Il box doccia frameless: l’estetica dell’essenziale
Per chi invece cerca una pulizia visiva assoluta, la versione senza telaio trasforma il box doccia in un elemento quasi etereo. Eliminando i profili superiori e inferiori, la cabina perde peso visivo, integrandosi armoniosamente nel design del bagno senza spezzare la continuità delle pareti. In questa configurazione, le ante sono ancorate direttamente al muro tramite cerniere minimali, affidando la protezione dalle fuoriuscite a un sistema di guarnizioni posizionate sul bordo inferiore.
Il vero cuore tecnologico di questa versione è il sistema di alzata integrato (se disponibile): per evitare che le guarnizioni si usurino precocemente sfregando contro il piatto doccia o il profilo diga, le ante si sollevano leggermente durante il movimento di apertura e chiusura. Questo automatismo non è solo una tutela contro il logorio, ma assicura che le porte tornino sempre in un allineamento millimetrico, sigillando perfettamente il vano doccia ogni volta che lo si utilizza.
I vantaggi pratici di una scelta consapevole
Scegliere una doccia saloon non è solo una questione visiva e di stile, ma di gestione quotidiana della casa:
- Facilità di pulizia: Potendo aprire le ante a 180 gradi verso l'esterno, ogni angolo del vetro e del piatto doccia diventa facilmente raggiungibile.

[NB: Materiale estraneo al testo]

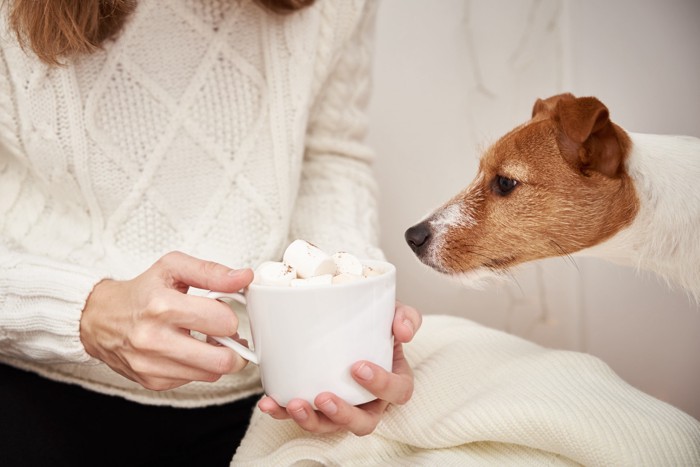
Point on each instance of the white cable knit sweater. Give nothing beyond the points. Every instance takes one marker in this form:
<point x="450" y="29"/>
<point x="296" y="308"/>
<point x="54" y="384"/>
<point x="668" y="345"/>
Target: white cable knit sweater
<point x="216" y="128"/>
<point x="207" y="126"/>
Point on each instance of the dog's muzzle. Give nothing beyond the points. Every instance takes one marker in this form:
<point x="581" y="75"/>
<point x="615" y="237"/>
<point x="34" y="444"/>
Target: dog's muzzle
<point x="418" y="237"/>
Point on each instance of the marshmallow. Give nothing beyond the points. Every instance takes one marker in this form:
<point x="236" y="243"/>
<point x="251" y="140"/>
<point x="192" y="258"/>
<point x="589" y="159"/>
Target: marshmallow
<point x="345" y="278"/>
<point x="369" y="272"/>
<point x="323" y="279"/>
<point x="274" y="273"/>
<point x="347" y="264"/>
<point x="308" y="260"/>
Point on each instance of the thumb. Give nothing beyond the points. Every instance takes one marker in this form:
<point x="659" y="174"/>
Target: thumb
<point x="186" y="270"/>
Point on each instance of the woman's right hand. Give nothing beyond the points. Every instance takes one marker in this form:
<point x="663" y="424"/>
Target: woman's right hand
<point x="141" y="327"/>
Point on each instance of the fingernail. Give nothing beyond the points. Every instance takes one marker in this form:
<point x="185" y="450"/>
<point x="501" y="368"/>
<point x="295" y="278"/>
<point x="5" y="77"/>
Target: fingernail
<point x="365" y="372"/>
<point x="299" y="414"/>
<point x="329" y="407"/>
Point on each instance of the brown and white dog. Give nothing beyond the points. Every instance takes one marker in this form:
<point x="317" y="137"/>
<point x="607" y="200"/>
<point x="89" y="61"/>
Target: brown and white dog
<point x="570" y="181"/>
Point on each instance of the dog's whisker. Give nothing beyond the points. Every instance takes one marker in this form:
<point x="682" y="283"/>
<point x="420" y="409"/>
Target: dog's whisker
<point x="566" y="256"/>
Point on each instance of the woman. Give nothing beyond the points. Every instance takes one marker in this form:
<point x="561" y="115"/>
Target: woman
<point x="149" y="148"/>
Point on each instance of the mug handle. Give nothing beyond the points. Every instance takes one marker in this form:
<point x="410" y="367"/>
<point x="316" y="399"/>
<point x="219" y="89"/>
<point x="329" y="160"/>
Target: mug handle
<point x="239" y="348"/>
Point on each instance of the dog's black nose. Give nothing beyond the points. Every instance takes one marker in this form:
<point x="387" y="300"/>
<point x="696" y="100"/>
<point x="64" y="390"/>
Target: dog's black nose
<point x="418" y="237"/>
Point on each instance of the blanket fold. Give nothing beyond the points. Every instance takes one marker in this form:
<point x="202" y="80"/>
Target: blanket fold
<point x="483" y="396"/>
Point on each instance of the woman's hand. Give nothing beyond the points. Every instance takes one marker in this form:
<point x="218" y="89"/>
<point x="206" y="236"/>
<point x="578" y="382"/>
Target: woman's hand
<point x="141" y="327"/>
<point x="335" y="414"/>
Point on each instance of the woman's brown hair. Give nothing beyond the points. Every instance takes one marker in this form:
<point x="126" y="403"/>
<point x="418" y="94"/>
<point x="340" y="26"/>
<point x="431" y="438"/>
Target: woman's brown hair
<point x="61" y="28"/>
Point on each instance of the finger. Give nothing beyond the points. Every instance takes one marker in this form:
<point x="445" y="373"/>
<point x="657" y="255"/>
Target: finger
<point x="360" y="420"/>
<point x="195" y="313"/>
<point x="407" y="321"/>
<point x="396" y="387"/>
<point x="306" y="417"/>
<point x="204" y="357"/>
<point x="191" y="271"/>
<point x="269" y="406"/>
<point x="180" y="356"/>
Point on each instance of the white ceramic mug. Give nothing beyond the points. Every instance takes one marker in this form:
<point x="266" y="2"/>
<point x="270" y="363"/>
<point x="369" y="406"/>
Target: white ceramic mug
<point x="305" y="339"/>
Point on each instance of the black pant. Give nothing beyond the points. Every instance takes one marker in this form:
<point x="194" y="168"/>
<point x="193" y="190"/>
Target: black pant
<point x="46" y="423"/>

Non ci sono zone d'ombra o punti ciechi, semplificando la manutenzione ordinaria.
- Gestione del gocciolamento: Dopo la doccia, aprendo le ante verso l'interno, si permette all'acqua residua di sgocciolare direttamente nel piatto e verso lo scarico, evitando di bagnare il pavimento del bagno.
- Inclusività e accessibilità: La semplicità del meccanismo a spinta e l'ampiezza del varco d'ingresso rendono la porta saloon una soluzione eccellente per persone con difficoltà motorie o per chi semplicemente desidera un accesso senza barriere fisiche.
- Affidabilità certificata: La qualità costruttiva non è un'astrazione. Tutti i modelli prodotti sono certificati TÜV SÜD, un marchio che garantisce test rigorosi su cicli di apertura e resistenza, assicurando che l'investimento fatto oggi rimanga inalterato per anni.
Considerazioni progettuali: quando valutarne l'uso
Nonostante la sua versatilità, l'installazione di una porta saloon richiede alcune accortezze in fase di rilievo misure. È opportuno riflettere bene sulla scelta se la profondità della doccia è inferiore ai 70 o 80 centimetri. In spazi così ridotti, infatti, l'apertura delle ante verso l'interno potrebbe risultare difficoltosa a causa della presenza del soffione o del miscelatore, che diventerebbero un intralcio al movimento del vetro.
Allo stesso modo, se lo spazio esterno è completamente ostruito da arredi fissi, si perderebbe il vantaggio della rotazione verso l'esterno, limitando la comodità della pulizia. In generale, la configurazione saloon dà il meglio di sé quando viene lasciata libera di esprimere la sua doppia natura, diventando un elemento dinamico che si adatta alle esigenze del momento.
In conclusione, la cabina doccia saloon rappresenta la sintesi perfetta tra l'estetica contemporanea e la funzionalità pragmatica. Che si scelga la solidità rassicurante del telaio o l'eleganza eterea del vetro nudo, questa soluzione trasforma il rito della doccia in un momento ancora più fluido e, come promesso, assolutamente intuitivo.